According to Malbim's interpretation, G-d was displeased with the Tower being such a rallying point (ibn Ezra), with people having few thoughts. G-d told us to be fruitful and multiply and to fill the earth, not to settle one section and be all the same. G-d wanted us to have multiple languages, and so when we frustrated His goal, He forced it upon us.
In any case, I've recently been enamoured by the possibility of Balkan Sephardism educating us regarding how true pluralism might be achieved. See my Importing Reformism Into Israel and my Judgmentalism in Orthodoxy - The Shiddukh Crisis.

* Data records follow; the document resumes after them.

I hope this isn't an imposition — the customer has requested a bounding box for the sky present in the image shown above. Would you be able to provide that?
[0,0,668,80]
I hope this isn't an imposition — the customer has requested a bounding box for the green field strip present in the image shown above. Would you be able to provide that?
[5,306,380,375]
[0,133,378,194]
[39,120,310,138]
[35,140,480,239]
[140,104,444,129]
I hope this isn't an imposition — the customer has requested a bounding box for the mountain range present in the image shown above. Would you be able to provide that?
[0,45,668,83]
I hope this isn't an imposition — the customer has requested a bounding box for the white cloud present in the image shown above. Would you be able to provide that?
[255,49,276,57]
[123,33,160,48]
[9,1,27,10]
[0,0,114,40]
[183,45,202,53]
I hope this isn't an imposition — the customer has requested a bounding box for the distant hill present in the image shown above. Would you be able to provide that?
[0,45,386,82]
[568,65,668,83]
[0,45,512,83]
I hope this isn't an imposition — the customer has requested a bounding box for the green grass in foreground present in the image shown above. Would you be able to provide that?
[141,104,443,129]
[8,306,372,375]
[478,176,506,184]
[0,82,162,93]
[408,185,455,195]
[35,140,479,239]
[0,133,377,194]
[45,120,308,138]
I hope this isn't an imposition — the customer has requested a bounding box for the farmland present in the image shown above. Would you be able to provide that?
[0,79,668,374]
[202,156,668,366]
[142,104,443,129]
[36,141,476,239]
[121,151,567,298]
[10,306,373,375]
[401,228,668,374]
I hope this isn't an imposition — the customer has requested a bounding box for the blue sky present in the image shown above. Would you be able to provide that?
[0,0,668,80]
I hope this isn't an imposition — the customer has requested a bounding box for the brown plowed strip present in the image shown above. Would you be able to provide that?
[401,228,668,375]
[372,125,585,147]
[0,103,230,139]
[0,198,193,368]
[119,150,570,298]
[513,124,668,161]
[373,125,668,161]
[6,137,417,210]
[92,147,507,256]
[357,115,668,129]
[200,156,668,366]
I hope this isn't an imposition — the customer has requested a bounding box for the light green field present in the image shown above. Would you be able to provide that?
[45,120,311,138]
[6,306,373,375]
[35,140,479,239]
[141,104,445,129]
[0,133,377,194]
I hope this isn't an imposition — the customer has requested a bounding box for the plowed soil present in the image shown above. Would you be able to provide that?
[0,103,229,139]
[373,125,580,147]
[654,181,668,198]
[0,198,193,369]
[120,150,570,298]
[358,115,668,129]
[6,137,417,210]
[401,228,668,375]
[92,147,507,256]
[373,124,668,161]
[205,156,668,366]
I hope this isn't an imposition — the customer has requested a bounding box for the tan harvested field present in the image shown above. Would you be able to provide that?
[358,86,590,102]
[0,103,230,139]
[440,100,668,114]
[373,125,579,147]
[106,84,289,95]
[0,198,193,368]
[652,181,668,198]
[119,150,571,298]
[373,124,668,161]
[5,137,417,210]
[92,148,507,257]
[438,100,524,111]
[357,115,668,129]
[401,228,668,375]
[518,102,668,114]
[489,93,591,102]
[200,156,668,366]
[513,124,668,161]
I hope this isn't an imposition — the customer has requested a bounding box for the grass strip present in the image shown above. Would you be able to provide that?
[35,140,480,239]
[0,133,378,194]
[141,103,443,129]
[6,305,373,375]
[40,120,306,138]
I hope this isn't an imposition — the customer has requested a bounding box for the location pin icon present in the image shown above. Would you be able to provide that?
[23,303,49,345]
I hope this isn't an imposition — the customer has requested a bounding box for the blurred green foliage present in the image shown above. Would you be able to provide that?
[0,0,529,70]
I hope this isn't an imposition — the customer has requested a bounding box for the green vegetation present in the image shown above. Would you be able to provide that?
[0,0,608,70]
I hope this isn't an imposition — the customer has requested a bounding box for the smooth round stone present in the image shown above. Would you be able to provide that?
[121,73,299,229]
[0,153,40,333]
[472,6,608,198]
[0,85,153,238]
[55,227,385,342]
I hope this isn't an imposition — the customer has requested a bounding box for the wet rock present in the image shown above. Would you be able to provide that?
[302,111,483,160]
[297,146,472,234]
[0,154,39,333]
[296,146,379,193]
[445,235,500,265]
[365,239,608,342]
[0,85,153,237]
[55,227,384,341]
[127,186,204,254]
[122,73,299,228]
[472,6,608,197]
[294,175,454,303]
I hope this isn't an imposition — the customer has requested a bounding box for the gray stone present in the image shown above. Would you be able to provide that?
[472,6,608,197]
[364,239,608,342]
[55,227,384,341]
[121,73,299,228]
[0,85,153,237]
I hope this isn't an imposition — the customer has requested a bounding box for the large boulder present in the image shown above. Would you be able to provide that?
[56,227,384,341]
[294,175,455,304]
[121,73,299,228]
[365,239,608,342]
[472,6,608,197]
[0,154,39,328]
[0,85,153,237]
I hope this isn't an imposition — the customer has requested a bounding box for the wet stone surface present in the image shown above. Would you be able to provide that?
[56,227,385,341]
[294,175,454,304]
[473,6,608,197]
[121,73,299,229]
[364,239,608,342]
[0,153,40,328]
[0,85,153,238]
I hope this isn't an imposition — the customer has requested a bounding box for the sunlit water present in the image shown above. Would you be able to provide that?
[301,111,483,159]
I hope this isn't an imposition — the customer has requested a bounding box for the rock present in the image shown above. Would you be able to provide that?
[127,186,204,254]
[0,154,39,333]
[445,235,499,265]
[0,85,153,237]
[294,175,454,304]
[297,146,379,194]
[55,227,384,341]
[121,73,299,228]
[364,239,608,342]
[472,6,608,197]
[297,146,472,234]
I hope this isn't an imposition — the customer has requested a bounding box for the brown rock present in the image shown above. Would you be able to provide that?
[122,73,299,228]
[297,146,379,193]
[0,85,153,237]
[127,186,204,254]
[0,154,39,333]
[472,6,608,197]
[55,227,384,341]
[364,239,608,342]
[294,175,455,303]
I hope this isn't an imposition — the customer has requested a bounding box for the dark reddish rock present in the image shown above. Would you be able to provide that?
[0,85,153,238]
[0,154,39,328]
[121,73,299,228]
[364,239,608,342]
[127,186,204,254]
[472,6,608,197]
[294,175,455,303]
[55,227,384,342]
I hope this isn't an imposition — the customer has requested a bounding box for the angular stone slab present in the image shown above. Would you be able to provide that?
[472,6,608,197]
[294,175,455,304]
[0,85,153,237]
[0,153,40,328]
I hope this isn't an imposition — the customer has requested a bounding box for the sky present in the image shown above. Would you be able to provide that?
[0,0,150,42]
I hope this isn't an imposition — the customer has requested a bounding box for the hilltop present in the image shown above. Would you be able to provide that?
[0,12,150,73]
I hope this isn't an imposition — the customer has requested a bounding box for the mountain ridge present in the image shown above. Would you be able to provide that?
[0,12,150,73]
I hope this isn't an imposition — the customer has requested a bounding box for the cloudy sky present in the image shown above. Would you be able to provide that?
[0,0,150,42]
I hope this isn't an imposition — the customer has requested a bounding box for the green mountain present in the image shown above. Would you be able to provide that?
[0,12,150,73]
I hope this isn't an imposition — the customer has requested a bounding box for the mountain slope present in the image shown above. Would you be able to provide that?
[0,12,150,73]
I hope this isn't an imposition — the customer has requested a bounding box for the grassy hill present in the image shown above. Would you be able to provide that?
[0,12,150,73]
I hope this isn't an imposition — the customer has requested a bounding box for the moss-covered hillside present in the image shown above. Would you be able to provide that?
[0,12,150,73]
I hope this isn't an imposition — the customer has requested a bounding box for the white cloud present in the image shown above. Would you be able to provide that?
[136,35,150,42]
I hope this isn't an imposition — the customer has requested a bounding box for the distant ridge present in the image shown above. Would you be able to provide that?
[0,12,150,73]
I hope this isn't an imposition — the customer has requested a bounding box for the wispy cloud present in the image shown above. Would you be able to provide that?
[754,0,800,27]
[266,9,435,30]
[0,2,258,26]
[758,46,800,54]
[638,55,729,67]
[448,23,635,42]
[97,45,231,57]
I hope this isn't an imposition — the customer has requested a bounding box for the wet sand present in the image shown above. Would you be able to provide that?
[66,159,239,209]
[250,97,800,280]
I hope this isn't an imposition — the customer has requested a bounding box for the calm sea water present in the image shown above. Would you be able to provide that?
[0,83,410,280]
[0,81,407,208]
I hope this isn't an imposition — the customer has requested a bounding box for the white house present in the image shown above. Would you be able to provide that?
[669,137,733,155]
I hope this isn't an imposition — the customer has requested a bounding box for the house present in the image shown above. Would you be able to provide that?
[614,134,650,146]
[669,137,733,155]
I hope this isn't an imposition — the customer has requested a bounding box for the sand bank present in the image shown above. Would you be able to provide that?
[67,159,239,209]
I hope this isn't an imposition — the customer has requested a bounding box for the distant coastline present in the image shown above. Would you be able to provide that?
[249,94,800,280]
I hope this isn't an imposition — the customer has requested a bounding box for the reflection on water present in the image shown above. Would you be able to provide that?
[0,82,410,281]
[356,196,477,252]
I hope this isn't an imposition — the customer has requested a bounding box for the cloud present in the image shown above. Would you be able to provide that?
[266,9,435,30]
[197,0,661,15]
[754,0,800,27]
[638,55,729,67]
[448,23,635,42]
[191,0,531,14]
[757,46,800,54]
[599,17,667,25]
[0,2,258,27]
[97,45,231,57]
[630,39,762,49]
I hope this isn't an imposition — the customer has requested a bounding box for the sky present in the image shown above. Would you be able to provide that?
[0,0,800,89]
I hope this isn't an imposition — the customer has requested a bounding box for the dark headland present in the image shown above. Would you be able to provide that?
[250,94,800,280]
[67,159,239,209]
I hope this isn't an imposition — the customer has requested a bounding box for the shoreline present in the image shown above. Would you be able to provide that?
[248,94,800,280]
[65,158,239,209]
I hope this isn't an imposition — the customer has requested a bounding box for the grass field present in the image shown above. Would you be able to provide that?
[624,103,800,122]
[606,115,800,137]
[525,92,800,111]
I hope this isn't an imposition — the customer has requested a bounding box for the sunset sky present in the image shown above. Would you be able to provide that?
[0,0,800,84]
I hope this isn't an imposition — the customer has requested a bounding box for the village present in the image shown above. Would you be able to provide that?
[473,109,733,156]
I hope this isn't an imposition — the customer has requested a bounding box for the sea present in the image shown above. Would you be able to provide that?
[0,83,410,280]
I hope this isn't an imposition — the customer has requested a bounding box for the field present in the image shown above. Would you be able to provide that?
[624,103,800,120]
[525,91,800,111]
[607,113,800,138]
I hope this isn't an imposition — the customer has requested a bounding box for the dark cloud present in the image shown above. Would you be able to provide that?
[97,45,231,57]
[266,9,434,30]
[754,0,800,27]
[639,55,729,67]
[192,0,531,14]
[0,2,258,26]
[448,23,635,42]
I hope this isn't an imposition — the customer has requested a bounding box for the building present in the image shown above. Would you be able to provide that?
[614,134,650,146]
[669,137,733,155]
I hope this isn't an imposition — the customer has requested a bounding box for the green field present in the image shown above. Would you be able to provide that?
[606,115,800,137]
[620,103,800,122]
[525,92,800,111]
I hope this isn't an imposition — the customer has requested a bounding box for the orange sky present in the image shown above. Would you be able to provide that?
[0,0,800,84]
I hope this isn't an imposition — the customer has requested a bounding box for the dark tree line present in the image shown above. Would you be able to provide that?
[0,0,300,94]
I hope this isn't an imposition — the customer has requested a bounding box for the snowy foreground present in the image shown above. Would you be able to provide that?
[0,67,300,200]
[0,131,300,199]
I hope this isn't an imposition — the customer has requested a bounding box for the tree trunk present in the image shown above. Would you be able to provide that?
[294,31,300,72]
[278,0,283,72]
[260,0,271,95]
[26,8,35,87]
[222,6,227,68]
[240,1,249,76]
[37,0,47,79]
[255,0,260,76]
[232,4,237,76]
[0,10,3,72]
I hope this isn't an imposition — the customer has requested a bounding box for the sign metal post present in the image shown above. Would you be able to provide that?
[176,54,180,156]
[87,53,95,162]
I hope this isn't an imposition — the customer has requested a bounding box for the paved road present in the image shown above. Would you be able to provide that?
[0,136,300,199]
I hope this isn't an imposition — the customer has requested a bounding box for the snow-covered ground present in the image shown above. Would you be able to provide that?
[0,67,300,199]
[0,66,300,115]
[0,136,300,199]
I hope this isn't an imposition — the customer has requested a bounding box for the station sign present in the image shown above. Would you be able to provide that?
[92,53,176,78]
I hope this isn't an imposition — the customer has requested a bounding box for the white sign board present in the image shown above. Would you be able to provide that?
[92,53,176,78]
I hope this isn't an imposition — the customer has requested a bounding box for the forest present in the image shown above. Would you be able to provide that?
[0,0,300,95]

I've also recently written a forty-page essay covering everything from how Orthodox Jews should relate to the non-observant, to how sociology can influence pesak halakhah towards a polemic tendency, to how contemporary Haredism is not an authentic representation of authentic traditional Eastern European Orthodoxy (much less Judaism generally), and finally how Balkan Sephardism offers us a model for our salvation. I just haven't yet found what to do with this essay. The first eight pages of the forty have been published by Rabbi Marc Angel's Institute for Jewish Ideas and Ideals as Thoughts on Kashruth Certification Policies.